Lamborghini, a subsidiary of Volkswagen AG (Frankfurt: VOW), has said that it will replace the venerable Gallardo with a successor vehicle in 2014, probably called either the Huracán or Deimos, according to Car and Driver. While the Gallardo has been Lamborghini's most successful model ever, it has reached the end of its days, and the marque has decided it's time for a refresh. The new model will do away with many of the idiosyncrasies of the Gallardo.
Whereas the Gallardo has had a string of special editions, light-weight versions, convertibles, light-weight convertibles, four-wheel drive and rear-wheel drive in every possible combination, the new vehicle will likely just come in a couple of different flavors, according to Car and Driver. Their estimation is that there will be no more four-wheel-drive convertible Lamborghinis and that only the coupe will have an available super-light "Superleggera" version.

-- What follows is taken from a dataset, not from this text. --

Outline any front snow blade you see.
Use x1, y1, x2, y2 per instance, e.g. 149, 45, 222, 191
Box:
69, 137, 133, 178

All of this points to an overall simplification at Lamborghini and a subtle pivot away from making ridiculous Italian supercars that 10-year-old boys think are cool (and automotive journalists), to making cars that the graying hedge-fund managers who can actually afford them want to buy. The Lamborghini "Urus" SUV concept will likely see the light of day in 2015 and seems to be a tacit acknowledgement that Lamborghini needs a higher-volume vehicle.
Similarly, Lamborghini has stopped selling manual-transmission vehicles, largely because most people with the exception of purists don't want to buy them. By moving away from the manual transmission and the alphabet soup of Gallardo models and introducing an SUV, Lamborghini is making the brand more accessible to casual drivers. That's not to say that Lamborghinis won't be exceptional performance cars, but the company does seem to be operating under the assumption that something needs to change in the formula.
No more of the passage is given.